Die Therapeut*innen sahen im „Gesundheitlichen Schutz“ (95%) und einer „Erweiterung des Therapieangebots“ (72%) wesentliche Vorteile von VT. Als größte Nachteile wurden eine „begrenzte Methodenauswahl“ (80%) und die „Fehlende reale Begegnung“ (75%) genannt.
DISKUSSION
Die Ergebnisse der Online-Befragung zeigen Übereinstimmungen mit Erkenntnissen der internationalen Literatur. VT kann mit Patient*innen mit verschiedenen Störungen durchgeführt werden [3]. In der Online-Befragung genannte Vor- und Nachteile von VT zeigen sich ebenso in der Literatur [3,4].
SCHLUSSFOLGERUNG
Bisher unbekannte und in der Regelversorgung ungenutzte Potentiale von VT wurden deutlich. VT sollte in die Regelversorgung überführt werden, um die aufgezeigten Potentiale der ambulanten logopädischen/sprachtherapeutischen Versorgung via VT über den Zeitraum der Sondergenehmigung hinaus für Patient*innen zugänglich zu machen.
LITERATUR
[1] GKV Spitzenverband. Regelungen für den Heilmittelbereich aufgrund der COVID-19-Pandemie. Abruf 09.08.2021 auf: https://www.gkv-spitzenverband.de/media/dokumente/krankenversicherung_1/ambulante_leistungen/heilmittel/20210706_Corona-Regelungen_Heilmittelbereich_ab_01-01-2021.pdf
[2] Tuma, R. Video-Interaktionsanalyse. Zur Feinauswertung von videographisch erhobenen Daten. In C. Moritz & M. Corsten (Hrsg.), Handbuch Qualitative Videoanalyse (2018). Wiesbaden: Springer, S. 423-444.

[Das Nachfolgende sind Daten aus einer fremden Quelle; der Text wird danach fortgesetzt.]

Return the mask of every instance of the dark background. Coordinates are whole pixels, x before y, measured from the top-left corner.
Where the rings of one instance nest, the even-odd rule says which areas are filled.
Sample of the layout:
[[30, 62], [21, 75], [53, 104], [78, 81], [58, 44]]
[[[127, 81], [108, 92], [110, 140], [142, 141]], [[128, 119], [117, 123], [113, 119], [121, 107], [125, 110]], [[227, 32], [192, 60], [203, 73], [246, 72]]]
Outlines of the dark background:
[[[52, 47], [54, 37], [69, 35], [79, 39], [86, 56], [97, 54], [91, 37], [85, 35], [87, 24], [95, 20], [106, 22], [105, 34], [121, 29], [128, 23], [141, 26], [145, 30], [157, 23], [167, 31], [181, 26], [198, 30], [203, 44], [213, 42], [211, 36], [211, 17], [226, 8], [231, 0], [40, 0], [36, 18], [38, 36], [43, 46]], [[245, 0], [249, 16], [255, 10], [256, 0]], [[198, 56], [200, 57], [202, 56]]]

[3] Wales, D., Skinner, L. & Hayman, M. (2017). The efficacy of telehealth-delivered speech and language intervention for primary school-age children: A systematic review. Int J. Telerehabilitation, 9 (1), S. 55–70.
[4] Mashima, P.A. & Doarn, C.R. (2008). Overview of telehealth activities in speech–language pathology. Telemedicine and e-Health 14, S. 1101-1117.